Adobe received a beating on its earnings that came in at $44.7 million for the three months ended August 31, 2014, down by 46% from a high of $83 million a year earlier. Cash flow from operations came in at $269 million with deferred revenue, on the other hand, growing to a record high of $997 million.

“Adobe reporting 28 cents on $1.01 billion the street was looking for 26 cents on $1.01 billion so a beat there by 2 cents on the bottom, but only just meeting expectations on the top,” said Mr. Lipton.

The maker of creative and marketing software spent a total of $133 million on the purchase of 1.9 million shares in the quarter. The company also exited the quarter with 2.81 million of paid creative cloud subscription, up by 502,000 compared to the second-quarter. Marketing revenue, on the other hand, came in at 290 million.

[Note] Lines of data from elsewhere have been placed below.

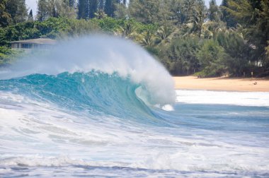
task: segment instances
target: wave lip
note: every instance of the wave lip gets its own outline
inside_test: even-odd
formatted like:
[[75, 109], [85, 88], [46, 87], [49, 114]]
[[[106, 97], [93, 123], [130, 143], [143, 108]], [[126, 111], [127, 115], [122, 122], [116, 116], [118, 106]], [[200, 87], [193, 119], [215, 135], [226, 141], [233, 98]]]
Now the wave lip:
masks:
[[142, 48], [122, 39], [90, 36], [62, 42], [50, 53], [20, 60], [0, 73], [10, 79], [40, 73], [57, 75], [64, 72], [114, 73], [129, 77], [145, 88], [144, 94], [152, 105], [175, 102], [174, 83], [168, 71]]

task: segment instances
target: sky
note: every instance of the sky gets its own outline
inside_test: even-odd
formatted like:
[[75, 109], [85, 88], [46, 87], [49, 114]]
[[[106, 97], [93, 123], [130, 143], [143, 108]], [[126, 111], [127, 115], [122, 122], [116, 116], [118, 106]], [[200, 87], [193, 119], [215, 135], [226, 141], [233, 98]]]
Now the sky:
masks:
[[[205, 0], [205, 5], [207, 5], [208, 6], [208, 4], [209, 4], [209, 1], [210, 0]], [[27, 7], [29, 8], [29, 11], [30, 9], [33, 10], [33, 14], [34, 15], [34, 16], [36, 15], [36, 11], [37, 11], [37, 1], [38, 0], [26, 0], [26, 5], [27, 5]], [[216, 0], [217, 1], [217, 4], [218, 5], [220, 5], [220, 4], [222, 3], [222, 0]]]

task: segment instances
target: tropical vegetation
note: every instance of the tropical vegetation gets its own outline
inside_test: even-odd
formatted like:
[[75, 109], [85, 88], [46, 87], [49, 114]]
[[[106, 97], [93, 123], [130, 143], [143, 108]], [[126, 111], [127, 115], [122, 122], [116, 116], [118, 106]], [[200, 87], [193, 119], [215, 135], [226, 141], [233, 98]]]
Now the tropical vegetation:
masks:
[[38, 0], [38, 8], [33, 17], [24, 0], [1, 1], [0, 65], [21, 55], [11, 41], [102, 32], [140, 44], [172, 75], [269, 75], [268, 0]]

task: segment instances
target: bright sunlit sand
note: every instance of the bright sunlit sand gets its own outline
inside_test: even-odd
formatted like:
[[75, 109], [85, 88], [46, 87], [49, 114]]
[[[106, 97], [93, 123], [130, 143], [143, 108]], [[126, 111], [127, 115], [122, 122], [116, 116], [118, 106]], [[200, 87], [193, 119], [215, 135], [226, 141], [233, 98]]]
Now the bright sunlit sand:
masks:
[[268, 78], [173, 77], [176, 89], [269, 92]]

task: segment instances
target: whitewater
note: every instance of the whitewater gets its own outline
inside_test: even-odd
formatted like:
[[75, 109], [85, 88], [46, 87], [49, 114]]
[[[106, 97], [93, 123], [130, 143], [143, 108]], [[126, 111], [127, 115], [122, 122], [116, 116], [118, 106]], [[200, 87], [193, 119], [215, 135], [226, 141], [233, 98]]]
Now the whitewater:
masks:
[[0, 177], [269, 177], [269, 93], [174, 90], [125, 40], [0, 69]]

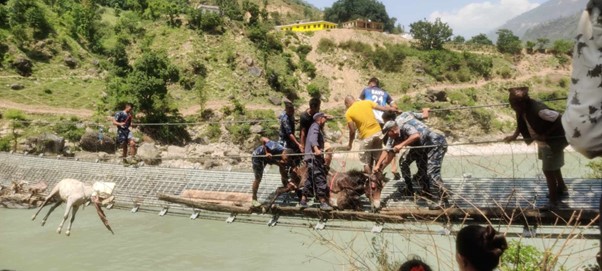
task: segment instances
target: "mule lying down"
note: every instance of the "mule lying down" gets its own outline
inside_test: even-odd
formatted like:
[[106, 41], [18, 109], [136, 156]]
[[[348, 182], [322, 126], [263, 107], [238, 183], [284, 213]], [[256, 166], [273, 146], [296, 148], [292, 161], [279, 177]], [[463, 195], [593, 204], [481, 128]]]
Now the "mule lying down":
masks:
[[[291, 182], [286, 187], [276, 189], [275, 195], [268, 205], [267, 212], [270, 211], [276, 199], [283, 193], [292, 192], [302, 188], [305, 180], [305, 168], [296, 169]], [[331, 169], [328, 174], [328, 187], [330, 188], [329, 203], [332, 207], [339, 210], [351, 209], [361, 210], [362, 204], [360, 197], [366, 195], [371, 202], [372, 208], [378, 210], [381, 208], [380, 196], [383, 188], [382, 174], [368, 175], [360, 170], [349, 170], [347, 172], [333, 172]]]
[[347, 172], [335, 172], [330, 176], [328, 186], [331, 206], [339, 210], [361, 210], [360, 196], [365, 194], [373, 210], [381, 208], [380, 197], [384, 186], [381, 173], [366, 174], [352, 169]]
[[573, 72], [562, 116], [567, 141], [587, 158], [602, 157], [602, 1], [590, 0], [581, 16]]
[[63, 179], [57, 183], [54, 188], [52, 188], [52, 191], [50, 194], [48, 194], [38, 211], [32, 216], [31, 220], [35, 220], [36, 216], [40, 213], [40, 211], [42, 211], [42, 208], [48, 205], [51, 199], [54, 199], [56, 200], [56, 203], [50, 207], [50, 210], [46, 216], [44, 216], [44, 219], [42, 219], [42, 226], [44, 226], [48, 216], [50, 216], [50, 213], [52, 213], [56, 207], [61, 205], [61, 203], [65, 202], [67, 203], [67, 206], [65, 207], [65, 214], [63, 215], [63, 220], [61, 221], [61, 224], [59, 224], [56, 232], [59, 234], [61, 233], [63, 224], [67, 220], [69, 212], [71, 212], [71, 220], [69, 221], [69, 226], [65, 232], [65, 234], [69, 236], [71, 234], [71, 225], [75, 220], [75, 214], [77, 213], [77, 210], [82, 204], [90, 200], [92, 203], [94, 203], [94, 207], [96, 207], [96, 212], [98, 213], [100, 220], [104, 223], [105, 227], [111, 231], [111, 233], [113, 233], [113, 230], [111, 229], [111, 226], [109, 225], [109, 222], [101, 209], [101, 204], [108, 204], [113, 201], [114, 197], [111, 196], [111, 194], [113, 193], [114, 188], [115, 183], [95, 182], [92, 186], [90, 186], [75, 179]]

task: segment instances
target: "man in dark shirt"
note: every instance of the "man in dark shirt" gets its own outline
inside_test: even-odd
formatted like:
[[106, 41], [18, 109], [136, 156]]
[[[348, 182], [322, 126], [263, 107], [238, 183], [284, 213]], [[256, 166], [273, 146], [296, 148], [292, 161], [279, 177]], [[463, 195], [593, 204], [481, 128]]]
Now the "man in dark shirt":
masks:
[[320, 209], [324, 211], [332, 210], [328, 204], [330, 191], [326, 181], [328, 174], [324, 162], [324, 135], [322, 127], [326, 123], [326, 115], [319, 112], [314, 114], [314, 123], [307, 132], [307, 141], [305, 141], [305, 156], [303, 157], [307, 164], [307, 180], [303, 187], [303, 195], [299, 205], [307, 207], [307, 198], [316, 196], [320, 200]]
[[295, 136], [295, 107], [289, 101], [284, 103], [284, 112], [278, 117], [280, 122], [279, 143], [287, 149], [301, 152], [303, 145]]
[[[426, 185], [435, 185], [439, 190], [439, 202], [431, 204], [430, 209], [439, 209], [449, 206], [449, 192], [443, 186], [443, 179], [441, 178], [441, 164], [443, 163], [443, 157], [447, 152], [447, 141], [443, 135], [437, 134], [431, 131], [428, 127], [416, 128], [416, 126], [409, 123], [403, 123], [400, 125], [395, 121], [387, 121], [383, 126], [383, 133], [386, 134], [389, 139], [381, 157], [378, 159], [375, 171], [382, 171], [395, 157], [395, 153], [407, 146], [424, 147], [427, 156], [427, 176], [429, 182]], [[429, 192], [430, 187], [423, 188], [426, 192]]]
[[560, 197], [568, 196], [568, 187], [560, 169], [564, 166], [564, 148], [568, 145], [562, 127], [562, 115], [529, 97], [528, 87], [509, 89], [510, 106], [516, 112], [516, 130], [504, 138], [510, 142], [522, 135], [527, 144], [537, 143], [537, 155], [548, 184], [548, 208], [557, 208]]
[[253, 174], [255, 175], [255, 180], [251, 187], [253, 190], [253, 201], [251, 202], [253, 207], [261, 206], [261, 203], [257, 201], [257, 190], [259, 189], [259, 183], [261, 183], [261, 179], [263, 178], [263, 170], [266, 165], [277, 165], [280, 169], [282, 183], [288, 182], [286, 165], [289, 162], [288, 155], [291, 153], [291, 149], [285, 149], [278, 142], [271, 141], [265, 137], [261, 138], [261, 146], [253, 151], [253, 158], [251, 158]]
[[[301, 139], [301, 145], [305, 144], [307, 139], [307, 131], [309, 127], [314, 123], [314, 114], [320, 112], [320, 106], [322, 101], [320, 98], [313, 97], [309, 100], [309, 108], [299, 117], [299, 138]], [[326, 115], [327, 119], [331, 119], [331, 116]], [[326, 169], [330, 168], [330, 162], [332, 161], [333, 153], [331, 151], [331, 146], [328, 143], [324, 143], [324, 151], [326, 151], [324, 155], [324, 160], [326, 162]]]
[[130, 131], [132, 126], [132, 104], [126, 103], [123, 111], [119, 111], [113, 118], [113, 124], [117, 126], [117, 144], [122, 146], [122, 157], [125, 161], [128, 154], [128, 146], [130, 147], [130, 155], [136, 155], [136, 142], [134, 135]]

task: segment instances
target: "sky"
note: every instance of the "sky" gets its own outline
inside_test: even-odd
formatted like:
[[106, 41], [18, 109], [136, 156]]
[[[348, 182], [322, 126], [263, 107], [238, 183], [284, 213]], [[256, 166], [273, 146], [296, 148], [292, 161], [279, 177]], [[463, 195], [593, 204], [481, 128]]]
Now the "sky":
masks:
[[[335, 0], [305, 0], [324, 10]], [[427, 19], [447, 23], [454, 35], [466, 39], [480, 33], [487, 34], [506, 21], [528, 11], [547, 0], [379, 0], [389, 17], [397, 18], [406, 32], [410, 24]]]

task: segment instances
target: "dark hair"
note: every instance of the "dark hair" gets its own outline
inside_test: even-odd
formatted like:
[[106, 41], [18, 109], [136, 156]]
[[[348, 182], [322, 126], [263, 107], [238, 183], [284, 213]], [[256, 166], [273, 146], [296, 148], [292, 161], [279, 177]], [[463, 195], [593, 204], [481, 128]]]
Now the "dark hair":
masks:
[[419, 257], [407, 260], [401, 264], [399, 271], [432, 271], [430, 266], [423, 262]]
[[313, 98], [309, 99], [309, 108], [311, 108], [311, 109], [318, 109], [321, 104], [322, 104], [322, 101], [318, 97], [313, 97]]
[[385, 111], [383, 112], [383, 121], [387, 122], [389, 120], [395, 120], [397, 118], [397, 113], [395, 111]]
[[370, 83], [376, 84], [377, 87], [380, 85], [380, 82], [378, 81], [378, 78], [376, 78], [376, 77], [370, 78], [370, 80], [368, 80], [368, 84], [370, 84]]
[[458, 232], [456, 252], [479, 271], [490, 271], [498, 266], [500, 257], [508, 248], [506, 237], [491, 226], [469, 225]]

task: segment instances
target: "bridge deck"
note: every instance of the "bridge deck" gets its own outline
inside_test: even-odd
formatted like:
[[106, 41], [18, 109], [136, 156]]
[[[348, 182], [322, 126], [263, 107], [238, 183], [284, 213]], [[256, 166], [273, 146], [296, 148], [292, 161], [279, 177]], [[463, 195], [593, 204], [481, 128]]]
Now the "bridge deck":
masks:
[[[445, 176], [444, 176], [445, 177]], [[157, 199], [158, 194], [179, 196], [184, 190], [202, 190], [225, 193], [250, 194], [252, 172], [228, 172], [163, 167], [124, 167], [118, 164], [95, 163], [57, 158], [24, 156], [0, 153], [0, 183], [25, 180], [35, 183], [44, 180], [51, 189], [63, 178], [75, 178], [85, 182], [115, 182], [116, 203], [131, 208], [140, 205], [149, 210], [190, 210], [189, 207], [167, 203]], [[510, 178], [444, 178], [445, 185], [453, 191], [452, 200], [460, 208], [521, 207], [541, 208], [547, 204], [545, 179]], [[564, 209], [594, 210], [599, 206], [602, 181], [599, 179], [567, 179], [570, 196]], [[265, 174], [260, 185], [259, 200], [268, 201], [280, 185], [280, 176]], [[403, 186], [401, 181], [390, 181], [383, 190], [383, 198], [389, 198], [388, 207], [426, 208], [426, 204], [396, 193]], [[296, 200], [283, 202], [294, 205]], [[364, 208], [368, 209], [366, 199]]]

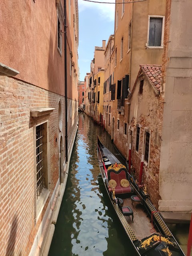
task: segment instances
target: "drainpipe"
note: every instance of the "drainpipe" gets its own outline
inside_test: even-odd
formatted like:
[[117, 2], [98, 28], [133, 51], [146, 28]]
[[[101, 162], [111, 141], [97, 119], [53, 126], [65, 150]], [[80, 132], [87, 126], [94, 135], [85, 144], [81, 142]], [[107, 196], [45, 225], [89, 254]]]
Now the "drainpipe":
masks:
[[[133, 8], [132, 8], [132, 18], [131, 21], [131, 56], [130, 58], [130, 76], [129, 76], [129, 80], [130, 81], [130, 83], [129, 84], [129, 87], [130, 88], [130, 84], [131, 77], [131, 68], [132, 68], [132, 40], [133, 40], [133, 12], [134, 9], [134, 3], [133, 3]], [[131, 124], [130, 123], [130, 111], [131, 109], [131, 98], [130, 95], [128, 94], [129, 98], [129, 102], [128, 102], [128, 113], [127, 115], [127, 122], [128, 124], [130, 126]], [[128, 147], [129, 147], [128, 143], [127, 144], [127, 151], [128, 152]]]
[[64, 0], [64, 37], [65, 53], [65, 161], [68, 162], [68, 143], [67, 136], [67, 14], [66, 0]]

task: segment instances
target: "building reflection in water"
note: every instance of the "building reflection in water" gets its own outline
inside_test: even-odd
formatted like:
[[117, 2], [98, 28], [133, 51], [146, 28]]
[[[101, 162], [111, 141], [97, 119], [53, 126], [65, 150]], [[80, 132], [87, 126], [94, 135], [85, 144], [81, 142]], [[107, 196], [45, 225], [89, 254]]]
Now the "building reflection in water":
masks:
[[120, 157], [102, 128], [80, 113], [69, 176], [49, 256], [134, 255], [100, 174], [97, 134], [118, 158]]

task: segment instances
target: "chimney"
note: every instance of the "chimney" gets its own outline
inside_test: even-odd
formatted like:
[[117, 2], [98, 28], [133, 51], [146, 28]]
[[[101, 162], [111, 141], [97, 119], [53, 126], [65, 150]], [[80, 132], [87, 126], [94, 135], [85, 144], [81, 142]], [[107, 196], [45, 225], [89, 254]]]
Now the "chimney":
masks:
[[106, 45], [106, 40], [102, 40], [102, 49], [103, 50], [105, 49]]

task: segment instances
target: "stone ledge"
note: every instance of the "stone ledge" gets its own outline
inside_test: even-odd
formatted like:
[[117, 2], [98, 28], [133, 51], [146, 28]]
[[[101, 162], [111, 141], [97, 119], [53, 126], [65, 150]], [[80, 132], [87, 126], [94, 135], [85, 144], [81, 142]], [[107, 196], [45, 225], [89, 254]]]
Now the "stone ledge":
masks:
[[53, 108], [36, 108], [31, 109], [30, 113], [32, 117], [38, 117], [50, 114], [54, 109]]
[[191, 213], [186, 212], [160, 212], [166, 223], [190, 223]]
[[19, 74], [19, 72], [17, 70], [10, 68], [1, 62], [0, 62], [0, 73], [2, 73], [8, 76], [15, 76]]

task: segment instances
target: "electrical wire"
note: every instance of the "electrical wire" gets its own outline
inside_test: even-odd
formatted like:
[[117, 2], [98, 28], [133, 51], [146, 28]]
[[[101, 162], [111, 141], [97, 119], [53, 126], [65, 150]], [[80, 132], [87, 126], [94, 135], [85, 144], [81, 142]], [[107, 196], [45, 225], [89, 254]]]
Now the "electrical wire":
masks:
[[124, 2], [121, 3], [112, 3], [111, 2], [99, 2], [98, 1], [92, 1], [92, 0], [82, 0], [86, 2], [90, 2], [92, 3], [98, 3], [99, 4], [131, 4], [131, 3], [136, 3], [137, 2], [144, 2], [144, 1], [148, 1], [148, 0], [137, 0], [137, 1], [133, 1], [132, 2]]

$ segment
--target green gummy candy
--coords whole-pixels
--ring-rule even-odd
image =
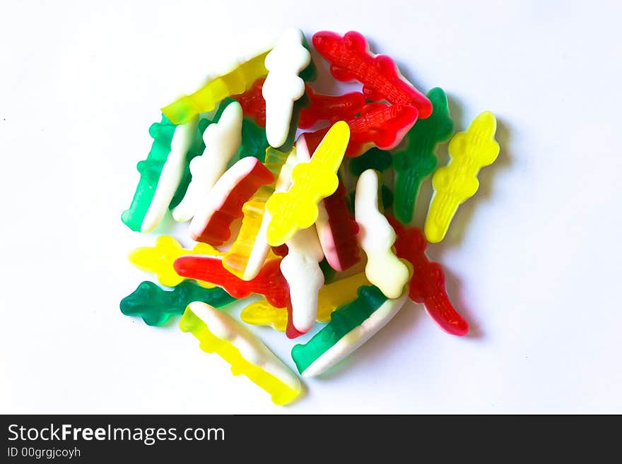
[[[121,312],[126,316],[140,316],[148,326],[161,326],[171,316],[183,314],[192,302],[203,302],[221,308],[235,301],[220,287],[204,288],[184,280],[172,290],[165,290],[145,280],[136,290],[121,300]]]
[[[380,290],[373,285],[361,287],[358,297],[339,307],[331,314],[331,320],[305,345],[292,348],[292,358],[298,372],[303,373],[316,359],[360,326],[387,301]]]
[[[141,179],[136,186],[131,204],[121,215],[121,220],[132,230],[141,230],[143,220],[147,214],[151,200],[153,199],[162,168],[170,153],[170,142],[176,127],[164,114],[162,115],[160,122],[153,123],[149,127],[149,135],[153,138],[151,150],[147,158],[139,161],[136,165]]]
[[[368,150],[360,156],[350,160],[350,172],[360,176],[367,169],[376,169],[382,172],[391,166],[391,153],[376,147]]]
[[[393,212],[403,224],[413,219],[421,181],[436,169],[436,145],[449,140],[454,132],[445,91],[436,87],[428,93],[428,98],[432,102],[432,114],[426,119],[417,119],[406,136],[406,148],[393,155],[396,172]]]
[[[328,263],[328,261],[326,261],[326,258],[319,261],[319,269],[322,270],[322,273],[324,274],[324,285],[332,282],[333,279],[335,278],[335,274],[337,273],[337,271],[333,269],[331,265]]]
[[[237,157],[242,159],[252,156],[264,162],[266,148],[269,146],[266,129],[258,126],[252,119],[244,118],[242,121],[242,143],[237,151]]]

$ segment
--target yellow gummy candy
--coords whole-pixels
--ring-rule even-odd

Adobe business remained stable in the third quarter, seen by a 63% of revenue coming in from recurring sources. Chief financial Officer, Mark Garret, reiterated that the results were an indication that the company was enjoying a successful business model transformation. Revenues in the previous quarters had slowed down as Adobe Systems Incorporated (NASDAQ:ADBE) focused on transitioning customers from Pay-up-front licensed software models to Pay-as-you go subscription software model.

Adobe Systems Incorporated (NASDAQ:ADBE) is moving it’s business model from the traditional desktop software model to a more lucrative internet cloud-computing business model. Narayen remains confident that Adobe is still a leader in creative cloud as well as Adobe Marketing Cloud that should set the company for a strong finish in the year.